Von wegen Regenbogen-Party

von Redaktion

Iran und Ägypten gegen „Pride Match“ – FIFA ein Fähnchen im Wind

Homosexualität ist im Iran und in Ägypten nicht respektiert. © STEINSIEK/Imago

Seattle – Regenbogen-Fahnen auf der Tribüne, eine pulsierende Pride-Party in der ganzen Stadt – und mittendrin: die Fußballverbände zweier Nationen, vereint in ihrer Anti-Haltung gegenüber der LGBTQ+-Community. Das Duell zwischen dem Iran und Ägypten am Samstag in Seattle bietet nicht nur sportliche Brisanz, es sorgt im Vorfeld auch für jede Menge politische Unruhe. Der Grund: Ausgerechnet die beiden muslimisch geprägten Länder treten im ersten offiziellen „Pride Match“ der WM-Geschichte (5.00 Uhr MESZ/MagentaTV) gegeneinander an. Dass es so kommt, beruht in erster Linie auf einem Zufall der Auslosung.
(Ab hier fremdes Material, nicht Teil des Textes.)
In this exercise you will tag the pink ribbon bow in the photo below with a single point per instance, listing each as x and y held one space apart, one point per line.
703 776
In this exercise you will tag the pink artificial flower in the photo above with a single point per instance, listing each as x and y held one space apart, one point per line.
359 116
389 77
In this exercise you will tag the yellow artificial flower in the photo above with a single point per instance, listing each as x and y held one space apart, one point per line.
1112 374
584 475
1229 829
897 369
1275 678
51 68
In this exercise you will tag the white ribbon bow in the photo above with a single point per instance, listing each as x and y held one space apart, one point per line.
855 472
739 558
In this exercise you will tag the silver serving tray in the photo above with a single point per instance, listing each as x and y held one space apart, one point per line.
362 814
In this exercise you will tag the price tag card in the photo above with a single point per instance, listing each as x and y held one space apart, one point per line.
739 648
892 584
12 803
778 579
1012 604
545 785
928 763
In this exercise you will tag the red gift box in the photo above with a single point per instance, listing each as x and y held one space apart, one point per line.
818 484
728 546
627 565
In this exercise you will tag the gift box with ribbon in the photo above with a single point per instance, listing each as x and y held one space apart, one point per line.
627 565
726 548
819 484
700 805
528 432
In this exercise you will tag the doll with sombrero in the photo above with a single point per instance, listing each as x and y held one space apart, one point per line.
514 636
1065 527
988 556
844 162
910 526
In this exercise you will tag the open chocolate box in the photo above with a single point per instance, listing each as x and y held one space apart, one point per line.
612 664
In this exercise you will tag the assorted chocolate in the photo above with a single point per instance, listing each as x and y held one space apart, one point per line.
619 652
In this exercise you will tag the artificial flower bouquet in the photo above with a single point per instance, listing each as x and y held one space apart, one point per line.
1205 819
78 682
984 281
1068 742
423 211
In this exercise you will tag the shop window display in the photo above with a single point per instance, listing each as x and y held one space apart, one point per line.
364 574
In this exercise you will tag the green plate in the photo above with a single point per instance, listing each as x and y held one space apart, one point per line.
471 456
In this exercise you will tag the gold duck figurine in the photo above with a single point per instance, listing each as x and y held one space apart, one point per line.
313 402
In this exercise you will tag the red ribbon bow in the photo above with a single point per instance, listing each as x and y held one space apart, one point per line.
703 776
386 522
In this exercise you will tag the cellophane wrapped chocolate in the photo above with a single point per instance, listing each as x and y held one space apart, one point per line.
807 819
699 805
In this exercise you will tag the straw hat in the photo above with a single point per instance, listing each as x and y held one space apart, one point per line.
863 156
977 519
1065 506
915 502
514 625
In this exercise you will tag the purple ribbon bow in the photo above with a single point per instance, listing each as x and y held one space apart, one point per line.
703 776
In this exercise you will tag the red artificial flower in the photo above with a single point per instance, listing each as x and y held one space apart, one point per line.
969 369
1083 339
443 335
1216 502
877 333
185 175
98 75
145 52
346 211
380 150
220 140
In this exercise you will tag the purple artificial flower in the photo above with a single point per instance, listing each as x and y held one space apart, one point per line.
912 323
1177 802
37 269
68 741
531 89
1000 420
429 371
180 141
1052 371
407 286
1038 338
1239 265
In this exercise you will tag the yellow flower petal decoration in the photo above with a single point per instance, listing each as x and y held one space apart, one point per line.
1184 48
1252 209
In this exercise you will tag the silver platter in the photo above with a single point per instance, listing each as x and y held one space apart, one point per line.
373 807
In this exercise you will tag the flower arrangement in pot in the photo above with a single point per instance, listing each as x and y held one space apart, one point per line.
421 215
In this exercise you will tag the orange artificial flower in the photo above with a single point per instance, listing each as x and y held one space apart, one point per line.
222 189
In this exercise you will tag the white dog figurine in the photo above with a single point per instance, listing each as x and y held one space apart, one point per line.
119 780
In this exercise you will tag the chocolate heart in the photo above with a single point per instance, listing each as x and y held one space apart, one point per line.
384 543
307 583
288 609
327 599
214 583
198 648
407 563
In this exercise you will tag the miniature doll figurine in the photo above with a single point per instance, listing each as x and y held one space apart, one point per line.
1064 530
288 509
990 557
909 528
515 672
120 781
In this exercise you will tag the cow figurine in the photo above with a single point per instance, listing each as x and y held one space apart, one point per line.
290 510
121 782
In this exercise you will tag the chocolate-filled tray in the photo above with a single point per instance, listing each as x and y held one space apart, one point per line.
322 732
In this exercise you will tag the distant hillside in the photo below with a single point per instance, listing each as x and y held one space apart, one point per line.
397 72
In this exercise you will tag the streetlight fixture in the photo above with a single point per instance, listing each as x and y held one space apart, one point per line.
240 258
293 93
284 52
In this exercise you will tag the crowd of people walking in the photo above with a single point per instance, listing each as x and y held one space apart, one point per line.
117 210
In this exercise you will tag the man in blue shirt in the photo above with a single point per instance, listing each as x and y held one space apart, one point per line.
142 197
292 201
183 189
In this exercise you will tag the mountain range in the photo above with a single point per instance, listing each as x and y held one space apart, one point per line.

Man nehme die Angelegenheit „ernst“, teilte ein Sprecher der iranischen Nationalmannschaft auf Anfrage von „The Athletic“ mit. So ernst, dass sich die beiden Kontrahenten vor dem Match sogar zusammenschlossen, um wie schon im Anschluss an die Spielansetzung erneut zu protestieren. Der Iran und Ägypten seien schließlich „zwei muslimische Länder mit tiefen kulturellen und religiösen Gemeinsamkeiten“, hieß es vonseiten des iranischen Verbands. Länder, die „Werte und Überzeugungen“ teilen würden. Weshalb die FIFA nun aufgefordert wird, „die notwendigen Schritte“ zu unternehmen, „um sicherzustellen, dass keine entsprechenden Zeremonien oder Werbeaktionen im Stadion stattfinden“. Man wolle keine Symbole „der Bewegung“ (also auch keine Regenbogen-Flaggen) im Stadion sehen.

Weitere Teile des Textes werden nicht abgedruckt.